У Джен глаза полезли на лоб, она наклонилась ко мне.
– Даже так?
Я кивнула.
– Когда я погружаюсь в темноту, у меня порой начинаются галлюцинации. Очень натуральные.
– Ого! – Джен уставилась на меня, как зачарованная. – Расскажи мне.
– Сразу после несчастного случая, когда я лежала в коме, мне грезились разные вещи. О многих из них я помню до сих пор, хотя уже обрывочно. Они напоминали передвижные декорации или случайные кадры. Я часто видела сны про доктора.

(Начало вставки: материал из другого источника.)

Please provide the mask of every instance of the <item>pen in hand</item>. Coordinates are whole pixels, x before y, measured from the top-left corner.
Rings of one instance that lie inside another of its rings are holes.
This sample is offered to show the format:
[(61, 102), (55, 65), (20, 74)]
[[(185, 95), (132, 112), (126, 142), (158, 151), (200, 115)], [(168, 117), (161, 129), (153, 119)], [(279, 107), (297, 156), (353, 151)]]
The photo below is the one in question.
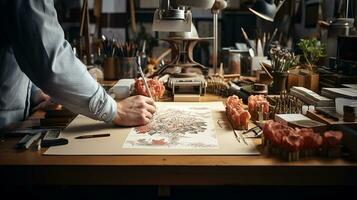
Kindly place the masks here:
[(95, 135), (81, 135), (81, 136), (75, 137), (75, 139), (89, 139), (89, 138), (109, 137), (109, 136), (110, 136), (109, 133), (95, 134)]
[(141, 68), (141, 57), (140, 56), (137, 57), (137, 63), (138, 63), (138, 70), (139, 70), (140, 76), (143, 79), (143, 82), (144, 82), (144, 85), (145, 85), (145, 89), (146, 89), (147, 93), (149, 94), (150, 98), (154, 100), (154, 98), (152, 97), (149, 85), (148, 85), (148, 83), (146, 81), (143, 69)]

– Звучит логично, в конце концов, ты лежала в больнице.
Я засмеялась.
– Нет, не о врачах в больнице. О докторе.
– О каком докторе?
– О докторе Кто.
– О чём?
Я снова засмеялась.
– Не о чём, а о ком. Доктор Кто. Научно-фантастический сериал по телевизору. Он носит длинный полосатый шарф. Есть и новая версия. Тебе что-нибудь говорит слово «Далеки»? «Тардис»? (Прим.пер.: Далеки – внеземная раса мутантов из британского научно-фантастического телесериала «Доктор Кто».)
– А, поняла. Я о нём слышала, но не смотрела. Ты мечтала о Докторе Кто?

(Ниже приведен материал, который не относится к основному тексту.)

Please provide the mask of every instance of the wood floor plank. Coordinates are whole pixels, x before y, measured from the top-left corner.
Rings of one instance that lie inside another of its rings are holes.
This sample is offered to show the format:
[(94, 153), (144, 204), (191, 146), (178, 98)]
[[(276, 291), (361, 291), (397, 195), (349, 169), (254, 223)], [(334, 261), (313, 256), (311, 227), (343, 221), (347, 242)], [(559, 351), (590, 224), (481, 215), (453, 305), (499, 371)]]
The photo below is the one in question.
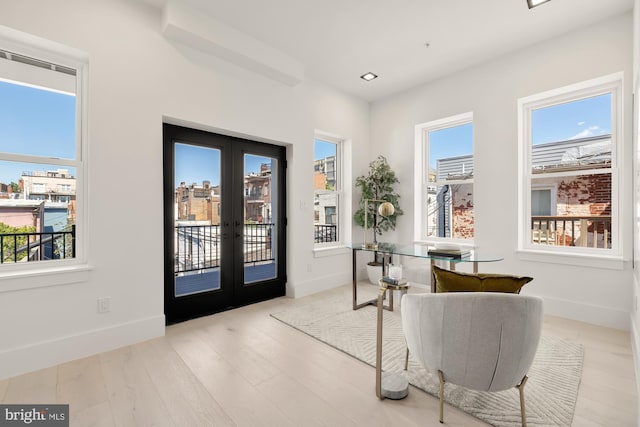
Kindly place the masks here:
[[(588, 419), (600, 426), (636, 427), (637, 413), (633, 407), (634, 405), (616, 408), (611, 405), (611, 401), (602, 400), (599, 396), (586, 395), (582, 390), (576, 402), (576, 415), (579, 419)], [(575, 422), (573, 425), (580, 426)]]
[[(237, 325), (236, 325), (237, 326)], [(279, 370), (255, 351), (253, 334), (226, 323), (197, 329), (201, 339), (223, 357), (251, 385), (256, 386), (279, 374)]]
[(58, 367), (40, 369), (9, 379), (4, 403), (58, 403), (56, 384)]
[(173, 349), (238, 426), (294, 426), (269, 399), (220, 357), (201, 334), (188, 328), (167, 331)]
[(0, 380), (0, 402), (4, 402), (4, 397), (7, 394), (7, 388), (9, 388), (9, 380)]
[[(348, 286), (327, 293), (351, 297)], [(373, 367), (269, 316), (322, 297), (173, 325), (162, 338), (0, 381), (0, 401), (69, 403), (74, 427), (439, 425), (434, 396), (412, 387), (406, 399), (381, 401)], [(627, 332), (546, 316), (543, 333), (584, 345), (574, 426), (637, 425)], [(486, 425), (449, 405), (445, 422)]]
[(70, 414), (108, 402), (100, 356), (59, 365), (56, 394), (58, 403), (69, 404)]
[[(271, 404), (279, 408), (297, 426), (355, 426), (356, 424), (317, 394), (286, 374), (277, 375), (258, 387)], [(295, 399), (291, 399), (291, 392)]]
[(132, 347), (100, 355), (116, 426), (172, 426), (171, 416)]
[(111, 404), (106, 401), (71, 413), (69, 425), (82, 427), (115, 427), (116, 422), (113, 419)]
[(177, 426), (232, 426), (233, 421), (164, 338), (134, 346)]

– И о его длинном полосатом шарфе, – рассказывала я, снова погружаясь в воспоминания. – Он носил длинное тёмное пальто и полосатый шарф.
– Эй, Джонни носит длинное тёмное пальто и полосатый шарф, – бросила Джен.
Я посмотрела на неё.
– Да, я знаю.
– Ты имеешь в виду, что влюбилась в него из-за своих детских грёз?
– Нет, – покачала я головой. – Просто случайное совпадение. Про шарф я помню со времён моего нахождения в больнице. Когда мне разрешили вернуться домой, я довольно часто падала в обморок, порой по нескольку раз в день, но обычно раз в неделю. Через год частота приступов сократилась до раза в месяц. Я часто пропускала школу, а летом нагоняла пропущенный материал, потому что мама решила не оставлять меня на второй год. За это время я прошла добрую сотню тестов, результатов они не принесли, ни один из них не подтвердил повреждение мозга. Итак, меня посадили на лекарства, которые сдерживали приступы. По крайней мере, считалось, что они сдерживали. Я очень хорошо научилась вести себя так, будто знаю, что происходило вокруг меня, даже если во время приступа пропускала пару минут разговора.